By the end of the 19th century, Christmas trees became widely accepted throughout America, solidified by President Benjamin Harrison in 1889 at the White House and celebrated in 1931 when construction workers erected a tree in the center of the multi-block building project at the Rockefeller Center in New York City.

The Lesson of the Christmas tree

Sometime this month, in the solitude of your home, in the glow of a spruce, pine, or fir, I invite you to listen. When I listen, I hear about a flourishing life. 

The Christmas tree reminds me that a flourishing life is an interdependent one. Grown on farms in all 50 states, across Canada, and worldwide, Christmas trees require diligent care — planting, watering, fertilizing, shearing, weeding, and time (a tree takes eight to 15 years to mature). They meet needs of ours by providing oxygen, wildlife habitation, windbreak, and beauty. By this they remind us that in our agency and vulnerability, we belong to God, the world, and one another.

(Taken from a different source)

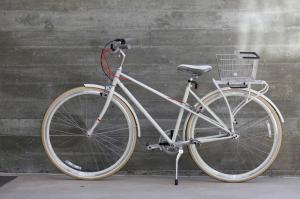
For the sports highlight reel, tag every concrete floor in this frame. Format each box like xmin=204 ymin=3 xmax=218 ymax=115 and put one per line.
xmin=0 ymin=174 xmax=300 ymax=199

E.E. Cummings’ 1923 poem “Little Tree,” a poem in the collection Tulips & Chimneys, captures this symbiosis, particularly in the following lines.

Little tree
little silent Christmas tree
you are so little
you are more like a flower

who found you in the green forest
and were you very sorry to come away?

put up your little arms
and I’ll give them all to you to hold
every finger shall have its ring
and there won’t be a single place dark or unhappy

then when you’re quite dressed
you’ll stand in the window for everyone to see
and how they’ll stare!
oh but you’ll be very proud

and my little sister and I will take hands
and looking up at our beautiful tree
we’ll dance and sing
“Noel Noel”

The Christmas tree also reminds me that a flourishing life is rooted in love, for our neighbor and our God. Jeremiah, a prophet in the southern kingdom of Judah just before Jerusalem was destroyed, warned Israel of its idolatry and impending peril at the hand of Babylon (Jer 10:3–5). To make his point, he decried:

For the customs of the peoples are false:
a tree from the forest is cut down
and worked with an ax by the hands of an artisan;
they deck it with silver and gold;
they fasten it with hammers and nails
so that it cannot move.
Their idols are like scarecrows in a cucumber field,
and they cannot speak;
they have to be carried,
for they cannot walk.

With only a superficial glance at Jeremiah’s words, the Christmas tree might seem to deserve to be under indictment. It is not. What God detests are god substitutes, in all their forms. Rather than a condemnation, the Christmas tree, in its splendor, is an affirmation, pointing us to the light of the world and the light of life. For God himself is “like an evergreen cypress,” who bears good fruit (Hos 14:8). This Christmas, consider the evergreen and invite it to teach you.